Martin Alexander (editor) Asia Literary Review 24, [Northern] Summer 2012
[Added in 2021: Most of the links in the blog post are broken, but the title above and the image to the left will get you there. The whole issue is available online to subscribers.]
I subscribed to the Asia Literary Review in 2009 for worthy motives: they had published a short story by my niece Edwina Shaw, and I wanted to support a publication that had faith in her; it also seemed a relatively painless way to ensure some cultural diversity in my reading. I’ve kept on renewing my subscription because every issue has something to delight – from a photo essay on Karen exiles living on the Thai–Burmese border to a splendidly simple pasta sauce recipe. The current issue doesn’t disappoint.
Martin Alexander’s editorial announces that this journal is organised around the theme of identity. The contributors, he writes,
reflect, and reflect upon, the multiplicity and complexity of their identities. Each piece was composed in isolation, but when brought and bound together their explorations of identity complement one another in unanticipated and intriguing ways.
I would add: in laugh out loud ways, and weird ways, and ways that make you want to weep. Many of the pieces are about dislocation – through migration, exile or invasion. Many are about the experience of being mixed-heritage. There’s a fascinating, kaleidoscopic effect as voices from China, Tibet, Sri Lanka, Japan, India, Thailand, South Korea, Afghanistan, Kazakhstan, Malaysia, the UK, the USA and Australia, Uyghur, Hawai’ian and Burmese voices, echo one another’s motifs, answer one another’s questions and question one another’s answers.
My precious blogging time is being taken up with doggerel endeavours these days, so I’ll limit myself to mentioning, pretty much at random, just a few highlights.
Kavita Bhanot’s ‘Too Asian, Not Asian Enough‘ asks if it isn’t a new form of Orientalism for so-called British Asians to simplify their identities and perform them rather than striving to understand and reveal their own complexities.

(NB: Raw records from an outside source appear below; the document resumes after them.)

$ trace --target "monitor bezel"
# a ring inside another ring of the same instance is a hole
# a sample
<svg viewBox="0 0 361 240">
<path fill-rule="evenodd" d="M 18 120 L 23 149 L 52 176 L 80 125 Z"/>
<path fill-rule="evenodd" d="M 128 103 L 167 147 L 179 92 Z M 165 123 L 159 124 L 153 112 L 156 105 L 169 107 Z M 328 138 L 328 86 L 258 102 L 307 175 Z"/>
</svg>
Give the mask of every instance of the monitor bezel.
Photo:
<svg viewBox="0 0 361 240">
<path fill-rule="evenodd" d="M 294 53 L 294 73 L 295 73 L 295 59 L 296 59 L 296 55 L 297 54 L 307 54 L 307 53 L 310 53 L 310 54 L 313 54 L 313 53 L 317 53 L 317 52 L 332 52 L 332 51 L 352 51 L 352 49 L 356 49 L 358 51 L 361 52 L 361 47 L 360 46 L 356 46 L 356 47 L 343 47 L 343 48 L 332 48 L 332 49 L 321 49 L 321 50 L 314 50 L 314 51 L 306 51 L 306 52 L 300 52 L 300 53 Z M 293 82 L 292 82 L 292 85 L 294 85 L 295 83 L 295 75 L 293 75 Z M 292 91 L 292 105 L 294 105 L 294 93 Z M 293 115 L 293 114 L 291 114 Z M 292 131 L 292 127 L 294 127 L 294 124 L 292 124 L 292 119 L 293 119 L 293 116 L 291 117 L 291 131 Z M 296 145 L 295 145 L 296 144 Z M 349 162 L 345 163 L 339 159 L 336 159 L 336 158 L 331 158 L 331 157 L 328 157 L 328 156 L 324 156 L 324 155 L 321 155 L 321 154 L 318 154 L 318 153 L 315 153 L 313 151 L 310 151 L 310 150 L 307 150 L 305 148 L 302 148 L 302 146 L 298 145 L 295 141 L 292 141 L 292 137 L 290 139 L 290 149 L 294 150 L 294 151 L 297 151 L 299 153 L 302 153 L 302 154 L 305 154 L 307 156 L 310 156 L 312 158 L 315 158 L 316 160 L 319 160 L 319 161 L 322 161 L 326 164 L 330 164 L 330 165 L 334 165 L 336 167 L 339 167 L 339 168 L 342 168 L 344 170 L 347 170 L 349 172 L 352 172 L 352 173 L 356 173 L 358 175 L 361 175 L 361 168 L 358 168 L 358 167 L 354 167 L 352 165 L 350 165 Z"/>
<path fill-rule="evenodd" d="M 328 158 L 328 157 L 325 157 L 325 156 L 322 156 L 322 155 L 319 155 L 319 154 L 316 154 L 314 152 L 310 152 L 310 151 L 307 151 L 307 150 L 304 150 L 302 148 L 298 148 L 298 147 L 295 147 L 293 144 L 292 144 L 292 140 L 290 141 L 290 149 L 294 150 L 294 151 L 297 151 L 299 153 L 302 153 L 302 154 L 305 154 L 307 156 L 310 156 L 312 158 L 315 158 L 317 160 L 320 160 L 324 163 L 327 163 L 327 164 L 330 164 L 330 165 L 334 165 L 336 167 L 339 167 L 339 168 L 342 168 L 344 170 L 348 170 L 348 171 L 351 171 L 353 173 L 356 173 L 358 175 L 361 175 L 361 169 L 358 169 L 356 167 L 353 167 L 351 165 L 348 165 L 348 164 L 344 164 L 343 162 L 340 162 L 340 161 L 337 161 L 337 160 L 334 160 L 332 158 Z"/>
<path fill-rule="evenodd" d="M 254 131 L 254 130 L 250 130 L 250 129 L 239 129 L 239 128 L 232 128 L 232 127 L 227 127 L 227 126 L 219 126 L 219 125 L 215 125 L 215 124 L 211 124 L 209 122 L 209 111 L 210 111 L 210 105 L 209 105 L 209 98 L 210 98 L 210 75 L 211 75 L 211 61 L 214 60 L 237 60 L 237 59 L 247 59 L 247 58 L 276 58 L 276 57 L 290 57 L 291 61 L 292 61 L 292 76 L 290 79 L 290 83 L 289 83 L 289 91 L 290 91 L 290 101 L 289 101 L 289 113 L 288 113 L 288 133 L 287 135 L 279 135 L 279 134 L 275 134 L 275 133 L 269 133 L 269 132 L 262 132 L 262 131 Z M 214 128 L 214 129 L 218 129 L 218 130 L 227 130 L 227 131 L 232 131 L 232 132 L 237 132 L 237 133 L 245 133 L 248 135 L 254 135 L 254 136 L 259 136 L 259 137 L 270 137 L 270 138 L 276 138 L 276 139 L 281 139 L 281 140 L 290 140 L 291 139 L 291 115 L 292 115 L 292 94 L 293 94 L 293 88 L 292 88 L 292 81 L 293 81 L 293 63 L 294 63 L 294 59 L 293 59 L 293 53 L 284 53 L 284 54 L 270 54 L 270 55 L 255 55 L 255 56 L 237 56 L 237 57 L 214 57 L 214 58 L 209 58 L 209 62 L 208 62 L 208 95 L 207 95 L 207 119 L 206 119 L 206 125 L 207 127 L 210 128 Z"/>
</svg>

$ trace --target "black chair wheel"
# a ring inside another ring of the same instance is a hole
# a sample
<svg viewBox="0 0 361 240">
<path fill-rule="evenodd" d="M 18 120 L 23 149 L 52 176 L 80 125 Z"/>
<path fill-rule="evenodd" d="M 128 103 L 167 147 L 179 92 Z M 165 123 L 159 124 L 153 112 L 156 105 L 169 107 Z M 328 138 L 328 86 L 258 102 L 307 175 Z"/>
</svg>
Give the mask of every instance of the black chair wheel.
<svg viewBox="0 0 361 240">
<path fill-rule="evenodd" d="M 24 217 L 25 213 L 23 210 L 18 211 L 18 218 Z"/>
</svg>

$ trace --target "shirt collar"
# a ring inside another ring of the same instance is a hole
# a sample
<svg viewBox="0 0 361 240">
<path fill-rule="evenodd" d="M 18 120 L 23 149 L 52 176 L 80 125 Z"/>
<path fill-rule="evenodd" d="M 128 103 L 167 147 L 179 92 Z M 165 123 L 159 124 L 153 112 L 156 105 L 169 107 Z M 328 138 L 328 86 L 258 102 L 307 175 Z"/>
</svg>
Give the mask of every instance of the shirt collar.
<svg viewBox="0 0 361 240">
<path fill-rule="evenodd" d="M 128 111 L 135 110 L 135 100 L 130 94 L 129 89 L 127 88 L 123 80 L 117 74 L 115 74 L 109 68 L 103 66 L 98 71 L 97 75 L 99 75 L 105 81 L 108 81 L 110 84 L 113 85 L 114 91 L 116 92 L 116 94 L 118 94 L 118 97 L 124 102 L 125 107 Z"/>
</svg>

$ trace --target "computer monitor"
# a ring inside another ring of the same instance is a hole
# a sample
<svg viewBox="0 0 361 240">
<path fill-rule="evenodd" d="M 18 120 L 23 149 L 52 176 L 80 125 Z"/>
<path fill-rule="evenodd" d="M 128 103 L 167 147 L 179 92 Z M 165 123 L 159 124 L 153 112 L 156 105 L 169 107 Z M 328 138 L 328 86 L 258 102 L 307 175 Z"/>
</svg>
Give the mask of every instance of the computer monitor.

The journal’s imprint page reveals that Madhvi Ramani’s short story ‘Windows‘ is taken from an anthology edited by Kavita Bhanot with the same name as her article. Ramani’s story illustrates beautifully the kind of thing Bhanot is advocating: it starts out with Mrs Sharma, close to the stereotype of the elderly, widowed Indian living in Britain, locked out of her home, and ends in a completely unexpected place.
In Win Lyovarin’s Rainbow Days, the Bangkok Reds and Yellows demonstrations are seen, to wonderful satirical effect, from the point of view of a barely legal Burmese street merchant. This is one of a number of pieces translated into English, in this case from Thai by Marcel Barang. Kim Jae Young’s ‘Elephant‘, translated from Korean by Moon-ok Lee and Nicholas Yohan Duvernay, is another: an impoverished and desperate little community of immigrants is seen through the eyes of a young boy, son of a Nepalese man and a Korean mother who has abandoned them.
There’s an interview with Donald Keene, pre-eminent expert on Japanese literature, who in his late 80s, not long after the tsunami, earthquake and nuclear accident last year, decided to leave the United States and become a Japanese citizen.
I’ve always thought that Chinese criticism of the Party and bureaucracy was inevitably an earnest affair. Jimmy Qi’s ‘Yu Li: Confessions of an Elevator Operator‘ (translated by Harvey Thomlinson, whose Hong Kong based Make-Do Press has a novel by Jimmy Qi in the pipeline) demonstrates definitively that this just isn’t so. At one level this story is a completely serious satire, but at another it’s an immensely enjoyable piece of silliness.
I plan to keep my subscription up.
Jonathan, I’ll become a subscriber, too – on the strength of your review of this particular issue – and within that review because of your references to Donald KEENE. I have never met him though we have exchanged a couple of postcards – I have read many of his books and in fact in my days in Japan taught some adult education English conversation classes (continuing programs) via his writing! He is, truly, the éminence grise in the world of Japanese letters in English. Last October my wife and I wandered through the campus of his beloved Columbia University in upper NYC and in December I was seated in that very bar high above Tokyo in which took place the interview to which you referred – not because I had particularly sought to go there – but because it was where I was taken. Aussie tanka poet friend Amelia FIELDEN some six years back had Japanese poetry translations into English recognised with the Donald KEENE Poetry translation prize – received from the hands of very man himself some five or six years ago – at Columbia. Thank-you!
LikeLike
Thanks, Jim. Connections within connections. It’s an old post that my WordPress phone app somehow reposted and sent fresh alerts out. I’m glad you enjoyed it anyhow.